LIBERTAD, MI TAN QUERIDA LIBERTAD

Escrito por Saoriluna a.k.a SakuLuna

Mi nombre es Saori Kido, tengo 21 años. Los hechos que les voy a narrar sucedieron hace algún tiempo. todo empezó con un sueño oscuro y tenebroso...

Corría desesperadamente, huía de un trío de lobos que me perseguía, corrí hasta tropezarme y caer al suelo, miré mis manos y estaban llenas de sangre, a mi alrededor fragmentos de espejo y enfrente el cuerpo de un joven atravesado con una espada. Era mi amado, Seiya. Empecé a llorar desesperadamente, entonces los lobos me alcanzaron y estaban a punto de destrozarme; escuché una voz muy dulce que me decía: "No te preocupes, son sólo las Furias".

Desperté acalorada, "son sólo las Furias", -pensé con ironía- por qué habría de preocuparme, son sólo las encargadas de castigar y atormentar a los mortales; después de todo, sólo asesiné a una diosa, por qué tendría que preocuparme?

Miré el reloj, eran las 7 a.m. más temprano de lo habitual, pero en realidad no quería volver a dormir, así que me arreglé y bajé a desayunar.
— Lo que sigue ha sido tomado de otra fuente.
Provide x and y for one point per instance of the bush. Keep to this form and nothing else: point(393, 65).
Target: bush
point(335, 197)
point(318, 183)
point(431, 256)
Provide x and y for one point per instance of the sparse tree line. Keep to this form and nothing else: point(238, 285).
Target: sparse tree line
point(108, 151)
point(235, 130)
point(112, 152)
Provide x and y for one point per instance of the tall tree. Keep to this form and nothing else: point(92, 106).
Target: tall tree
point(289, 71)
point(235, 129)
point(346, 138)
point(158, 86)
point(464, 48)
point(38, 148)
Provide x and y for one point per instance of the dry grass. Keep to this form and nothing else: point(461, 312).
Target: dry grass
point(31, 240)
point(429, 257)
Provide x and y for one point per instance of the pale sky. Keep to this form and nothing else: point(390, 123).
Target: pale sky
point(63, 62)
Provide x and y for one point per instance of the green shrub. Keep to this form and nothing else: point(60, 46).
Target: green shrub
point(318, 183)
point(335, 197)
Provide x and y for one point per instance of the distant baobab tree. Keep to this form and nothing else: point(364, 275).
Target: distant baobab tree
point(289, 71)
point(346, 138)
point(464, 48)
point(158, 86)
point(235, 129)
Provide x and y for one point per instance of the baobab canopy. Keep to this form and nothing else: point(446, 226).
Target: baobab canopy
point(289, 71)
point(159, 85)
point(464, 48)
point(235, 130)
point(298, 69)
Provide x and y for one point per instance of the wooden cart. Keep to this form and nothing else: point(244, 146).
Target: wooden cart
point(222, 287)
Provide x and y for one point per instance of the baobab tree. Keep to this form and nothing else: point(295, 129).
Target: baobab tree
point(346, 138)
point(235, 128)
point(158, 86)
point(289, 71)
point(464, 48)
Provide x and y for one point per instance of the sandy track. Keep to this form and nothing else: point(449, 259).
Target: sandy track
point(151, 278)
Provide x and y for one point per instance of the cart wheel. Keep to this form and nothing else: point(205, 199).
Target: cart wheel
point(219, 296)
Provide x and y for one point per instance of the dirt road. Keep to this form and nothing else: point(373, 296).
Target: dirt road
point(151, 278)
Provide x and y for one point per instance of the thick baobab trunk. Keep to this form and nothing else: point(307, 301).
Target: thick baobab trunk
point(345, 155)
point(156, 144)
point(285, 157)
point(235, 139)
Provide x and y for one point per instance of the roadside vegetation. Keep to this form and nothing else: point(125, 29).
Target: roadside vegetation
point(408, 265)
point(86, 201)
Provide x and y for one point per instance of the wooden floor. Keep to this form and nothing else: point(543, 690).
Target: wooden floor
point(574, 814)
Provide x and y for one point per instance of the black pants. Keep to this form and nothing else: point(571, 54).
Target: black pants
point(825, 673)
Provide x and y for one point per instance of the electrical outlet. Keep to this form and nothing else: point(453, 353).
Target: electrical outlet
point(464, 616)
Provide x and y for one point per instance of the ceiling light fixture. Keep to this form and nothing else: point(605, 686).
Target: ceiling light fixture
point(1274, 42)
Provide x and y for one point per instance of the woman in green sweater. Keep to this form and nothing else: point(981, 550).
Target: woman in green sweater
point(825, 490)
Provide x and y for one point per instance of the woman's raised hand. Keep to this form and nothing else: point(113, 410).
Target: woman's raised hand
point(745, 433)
La vida en el Santuario comenzaba muy temprano, pero los caballeros se mostraban indulgentes conmigo cuando quería levantarme tarde; desde la muerte de Seiya y la desaparición de Athena, todos me cuidaban bastante, sin embargo ya no tengo nada que ver con esta vida, pronto volveré a casa, llevaré lejos de mis amigos la venganza de las Furias, ellos ya han tenido suficiente.

Dicen que todo sucede por una razón, ese día entendí que era verdad, porque cuando llegué al salón se sentía un ambiente tenso y problemático, enseguida comprendí la razón:

-Así que hablando de la reina de Atenas.

Quien me hablaba era un muchacho joven, su voz era firme y portaba una hermosa armadura, y quemaduras en su rostro, y se notaba una pierna más larga que la otra.

-Hefestos- murmuré

-Que bueno que me recuerdas Atenea

-Que buscas en mi Santuario?- le pregunté, bueno, él no tenía por que saber que Athena ya no estaba, cierto?

-Tienes sentido común, princesa. Eso es bueno cuando no tienes un cosmos propio.

Los rostros de los caballeros cambiaron rápidamente. Oh, oh! Ya lo sabía.

-Eso no me importa ahora, lo único que quiero es mi pago.

-Pago?

-Así es, durante reencarnaciones has evitado pagar la deuda que tienes desde la época de Oro, quiero que me des lo que merezco por haber creado las armaduras que protegen a la Tierra.

-Pero...

-Si no me lo das volverán a ser metal fundido, permitirás que las próximas generaciones de caballeros luchen contra los otros dioses sin protección?

-No te entiendo, cuál es el pago.

-TE QUIERO A TI!

Durante horas discutimos qué hacer, en realidad podíamos permitirnos prescindir de las armaduras? Si bien era cierto que lo importante era el cosmos, tan sólo en esta encarnación las armaduras nos habían ayudado enormemente, había costado mucho recuperarlas del Hades, eran parte de la Orden, exagerando un poco, eran como nuestras amigas, y entonces?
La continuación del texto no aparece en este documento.